Often, to make sense of what’s going on in our lives, it can help to name what we need. Non-Violent Communication is a framework for communication and personal transformation that is renowned for how it skillfully articulates needs. The Non-Violent Communication Needs Inventory (www.cnvc.org/Training/needs-inventory) is a list of over seventy different needs including connection, meanings, and physical well-being; “mourning” is included on this list.

You may ask— Why would mourning be a need?

No matter how good for us it might be, it can hurt to say “no” or let go of something that was important to us. We human beings often feel sadness when we experience a loss. And to let go of sadness, we need to feel it. Mourning and grieving are what we do when we allow ourselves to feel sadness.

What can make this so hard is that while American culture prizes happiness, we often don’t do a great job at teaching our kids how to feel sadness.
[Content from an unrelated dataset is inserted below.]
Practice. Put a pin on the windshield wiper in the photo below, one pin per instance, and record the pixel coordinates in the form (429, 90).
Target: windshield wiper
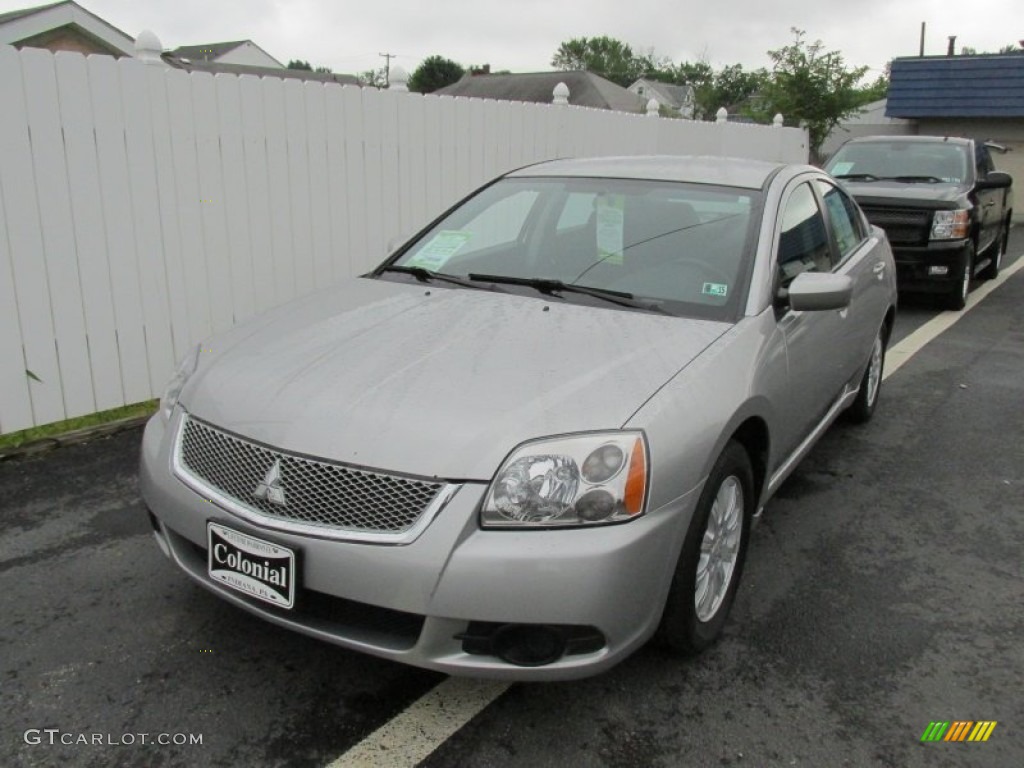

Instead, many people try to push sadness away saying, “It’s not so bad!” or “It’ll get better!” or “Suck it up!” or “Boys (or girls) aren’t supposed to cry!” Ironically, when we block our sadness, it becomes much harder to feel joy.

So, how exactly are you supposed to mourn?

If you are in a space where you have privacy and feel safe, I invite you to take five minutes for this exercise. (And, if you don’t have a safe space now, I invite you to do this later today. Just make sure to set an alarm to remind yourself!)

  • Place one hand on the opposite cheek and your other hand on your opposite upper arm, as if you were giving yourself a hug with one hand on your cheek. Although this may initially feel silly, take a moment to feel how good it can feel to be held.
  • Then, bring to mind something that you need to let go of or say “no” to.
  • As if it were a small child who was hurting, ask the part of yourself that feels sadness what it’s feeling right now.
  • Get curious about what you feel, and allow whatever emotion comes to come. If you cry, cry. If you feel numb, notice the numbness. If you feel mad, let yourself feel mad. If nothing happens right now, that’s okay. Grieving happens on its own schedule. The key thing is to pay attention to when the sadness arises and then do your best to pause and compassionately feel what you feel.
  • Give yourself the same tenderness and care that you’d offer a small child. If you feel sad, you might say something like, “Oh, you feel really sad.” Or, if you feel scared, you might say, “Wow, you’re really scared right now.” At first, this may seem weird, but I invite you to try it and see how it feels. You might be surprised.

For right now, don’t try to figure out how to make things better. Just witness what you feel, without judgment. It can help to write down what’s coming up.

If you need to stop before you feel complete, schedule a time when you can come back to this practice. Then, commit to coming back. Sometimes, simply showing up for yourself can help you learn to trust yourself, and this can make it easier for tough emotions to pass.